RAILROADS: Unclean Hands
Like a mosquito at dusk, Manhattan Financial Consultant Randolph Phillips, 47, has driven many a big corporation to distraction with his stinging jabs at management control. His favorite target is railroads. Turning on his onetime associate, New York Central Railroad Chairman Robert R. Young, Phillips harried him so persistently through the courts that Young hardly dared go to Manhattan for months before his death because he feared Phillips' summonses. Last week Randy Phillips himself got swatted. He not only lost a court fight over his campaign to win a seat on the Pennsylvania Railroad's board but also took a tongue lashing from Federal Judge C. William Kraft Jr., who said that Phillips' "unclean hands bar the grant of any equitable relief."

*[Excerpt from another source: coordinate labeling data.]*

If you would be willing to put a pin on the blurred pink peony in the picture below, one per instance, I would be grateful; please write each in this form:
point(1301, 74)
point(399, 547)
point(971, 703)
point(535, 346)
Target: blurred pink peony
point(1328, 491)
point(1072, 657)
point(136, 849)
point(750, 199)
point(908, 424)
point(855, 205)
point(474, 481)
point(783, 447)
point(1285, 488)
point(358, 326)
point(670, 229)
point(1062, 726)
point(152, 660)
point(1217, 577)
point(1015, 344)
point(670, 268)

Failing to win election (by 394,000 shares) at the May annual meeting, Phillips tried, by a series of serious charges, to bar the Pennsy's directors from taking their seats. He accused the Pennsy of violating Securities and Exchange Commission and state regulations by refusing to deliver stockholder lists to him, argued that President James M. Symes made "false and misleading statements" in two proxy letters which said that Phillips had "no experience or qualifications to serve as a director," and that he had assumed "self-conferred, high-sounding titles to describe his career."
In rejecting Phillips' charges, Judge Kraft found that he had not been denied stockholder lists to which he was entitled and that Symes also had a perfect right to describe him as he did. Actually, the Pennsy, not Phillips, was the injured party. It was Phillips, said Judge Kraft, who had "knowingly, maliciously and intentionally violated" SEC rules by secretly sending telegrams to two Swiss banks in an effort to have the banks withhold their proxies. Only slightly taken aback, Phillips announced that he would appealto demand that Pennsy's directors be required to pay from their own pockets the cost of fighting his attempt to get on the board.